Another amazing thing we discovered is that even when the span of time is one billion years, the rate of change at the moment of duplication had to be about 40 times greater than the observed rates in the past 2.0 billion years. Forty times the current speed of change is about the limit of what is possible for molecular machines of such level of complexity. In fact, it is already above any measured rate for these kind of complex, highly conserved, molecular machines. Then, knowing that, we can calculate that if this gap of time were to be smaller, the rate at the duplication would have to be faster, and quickly enough the rates would be so large that they would be outside the realms of biology.

Imagine a car going from Paris to Berlin, a journey of about 1000 km, it would take about 10 hours to drive such distance at about 100 km per hour. If we want to arrive in 5 hours, we would need to drive at about twice the speed, but if we want to arrive in 1 hour, we would need to go at 10 times the speed, at almost the speed of sound. Not possible even for the fastest Formula 1 car. It is the same for the speed of evolution.

This is also important because it tells us in a very straightforward manner that evolutionary scenarios in which oxygenic photosynthesis originated very quickly before the ancestor of cyanobacteria can be ruled out with confidence. Even if we don’t know when exactly cyanobacteria originated.

The bigger picture
The main implications of the paper is that oxygen was available to life long before it started to accumulate in the air at about 2.4 billion years ago. This is in agreement with current geological data that suggests that whiffs of oxygen or localized accumulations of oxygen were possible before 3.0 billion years ago.

There has been debates on whether aerobic respiration evolved before or after cyanobacteria, and therefore before or after oxygenic photosynthesis. This is because the enzymes used for aerobic respiration appear to be much older than cyanobacteria. But how can aerobic respiration have evolved before oxygen was available to life? In the absence of oxygenic photosynthesis it is expected that the amount of oxygen available to life would be virtually negligible. So scientist have had to come up with convoluted scenarios to explain this. Our data help understand how this is possible, because oxygenic photosynthesis likely got started long before the ancestor of cyanobacteria. Today oxygenic photosynthesis is only found in cyanobacteria, but our data suggests that it is likely that many other forms of microbes that today do not do photosynthesis may have had old ancestors with the capacity to split-water using light.

In fact, recent data hints to the possibility that oxygen was important for the development of the genetic code, and reconstructions of the genetic capabilities of the earliest forms of life always retrieve enzymes to protect against reactive forms of oxygen, but the latter are usually dismissed as artefacts or anomalies.
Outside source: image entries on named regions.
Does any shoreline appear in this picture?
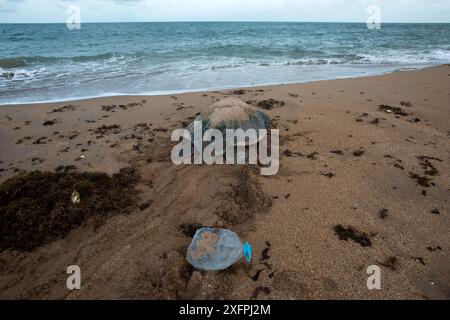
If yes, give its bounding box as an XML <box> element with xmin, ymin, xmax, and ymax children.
<box><xmin>0</xmin><ymin>64</ymin><xmax>447</xmax><ymax>108</ymax></box>
<box><xmin>0</xmin><ymin>65</ymin><xmax>450</xmax><ymax>300</ymax></box>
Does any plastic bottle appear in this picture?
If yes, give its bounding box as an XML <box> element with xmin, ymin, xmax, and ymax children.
<box><xmin>186</xmin><ymin>228</ymin><xmax>252</xmax><ymax>271</ymax></box>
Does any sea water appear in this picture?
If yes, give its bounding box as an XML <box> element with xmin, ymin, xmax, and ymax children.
<box><xmin>0</xmin><ymin>22</ymin><xmax>450</xmax><ymax>104</ymax></box>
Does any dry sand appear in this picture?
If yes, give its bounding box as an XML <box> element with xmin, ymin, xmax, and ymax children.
<box><xmin>0</xmin><ymin>66</ymin><xmax>450</xmax><ymax>299</ymax></box>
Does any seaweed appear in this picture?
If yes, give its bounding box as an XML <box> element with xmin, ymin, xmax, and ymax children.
<box><xmin>333</xmin><ymin>224</ymin><xmax>372</xmax><ymax>247</ymax></box>
<box><xmin>0</xmin><ymin>166</ymin><xmax>139</xmax><ymax>251</ymax></box>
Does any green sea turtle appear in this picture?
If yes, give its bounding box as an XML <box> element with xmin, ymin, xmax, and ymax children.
<box><xmin>187</xmin><ymin>98</ymin><xmax>270</xmax><ymax>156</ymax></box>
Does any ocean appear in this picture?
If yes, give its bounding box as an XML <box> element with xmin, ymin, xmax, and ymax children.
<box><xmin>0</xmin><ymin>22</ymin><xmax>450</xmax><ymax>104</ymax></box>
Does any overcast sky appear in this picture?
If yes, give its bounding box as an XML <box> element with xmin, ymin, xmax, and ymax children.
<box><xmin>0</xmin><ymin>0</ymin><xmax>450</xmax><ymax>23</ymax></box>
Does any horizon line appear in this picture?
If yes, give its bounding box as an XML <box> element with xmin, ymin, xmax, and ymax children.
<box><xmin>0</xmin><ymin>20</ymin><xmax>450</xmax><ymax>25</ymax></box>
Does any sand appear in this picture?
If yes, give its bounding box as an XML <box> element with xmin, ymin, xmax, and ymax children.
<box><xmin>0</xmin><ymin>66</ymin><xmax>450</xmax><ymax>299</ymax></box>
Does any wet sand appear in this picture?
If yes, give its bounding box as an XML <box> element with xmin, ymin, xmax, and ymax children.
<box><xmin>0</xmin><ymin>66</ymin><xmax>450</xmax><ymax>299</ymax></box>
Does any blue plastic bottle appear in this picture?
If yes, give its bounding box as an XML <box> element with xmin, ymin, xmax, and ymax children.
<box><xmin>186</xmin><ymin>228</ymin><xmax>253</xmax><ymax>271</ymax></box>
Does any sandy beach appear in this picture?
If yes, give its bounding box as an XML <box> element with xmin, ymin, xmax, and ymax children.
<box><xmin>0</xmin><ymin>65</ymin><xmax>450</xmax><ymax>299</ymax></box>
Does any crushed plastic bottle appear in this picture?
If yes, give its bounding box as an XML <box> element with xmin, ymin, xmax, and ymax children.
<box><xmin>186</xmin><ymin>228</ymin><xmax>253</xmax><ymax>271</ymax></box>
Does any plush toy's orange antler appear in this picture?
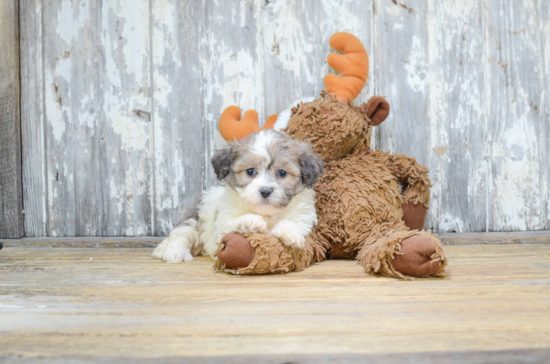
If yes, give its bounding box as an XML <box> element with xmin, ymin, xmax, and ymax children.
<box><xmin>325</xmin><ymin>32</ymin><xmax>369</xmax><ymax>101</ymax></box>
<box><xmin>218</xmin><ymin>106</ymin><xmax>277</xmax><ymax>142</ymax></box>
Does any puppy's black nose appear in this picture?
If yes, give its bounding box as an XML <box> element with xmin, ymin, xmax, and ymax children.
<box><xmin>260</xmin><ymin>187</ymin><xmax>273</xmax><ymax>198</ymax></box>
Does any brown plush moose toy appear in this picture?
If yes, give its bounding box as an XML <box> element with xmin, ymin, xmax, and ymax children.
<box><xmin>216</xmin><ymin>33</ymin><xmax>446</xmax><ymax>279</ymax></box>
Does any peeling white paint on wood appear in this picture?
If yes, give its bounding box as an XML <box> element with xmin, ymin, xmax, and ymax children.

Our work can help understand how this is actually possible, because the older cyanobacteria is found to be, the more likely it is that oxygenic photosynthesis started at the earliest stages in the history of life and soon after the earliest forms of photosynthesis.

What’s next
We are trying now to bring back to life what the ancestral photosystem before the duplication looked like using a method called Ancestral Sequence Reconstruction. This is a well-established method that allows us to predict the basic building blocks of the ancestral enzyme using the known variation across all extant species. We cannot travel back in time to 3.0 billion years ago, but we can make the ancestral enzyme travel from the distant past into our test tube in the lab today.

Because the enzyme is evolving so slowly its structure has not change too much since its origin, what has changed is the particular building blocks along the different positions of the preserved structure. That makes it very suitable system for Ancestral Sequence Reconstruction, or targeted site-directed mutagenesis, although that does not mean it is easy. Nevertheless, we have now modified strains of cyanobacteria expressing some of the ancestral genes and we will soon attempt to validate our predictions experimentally. This is a three year-project funded by the Leverhulme Trust.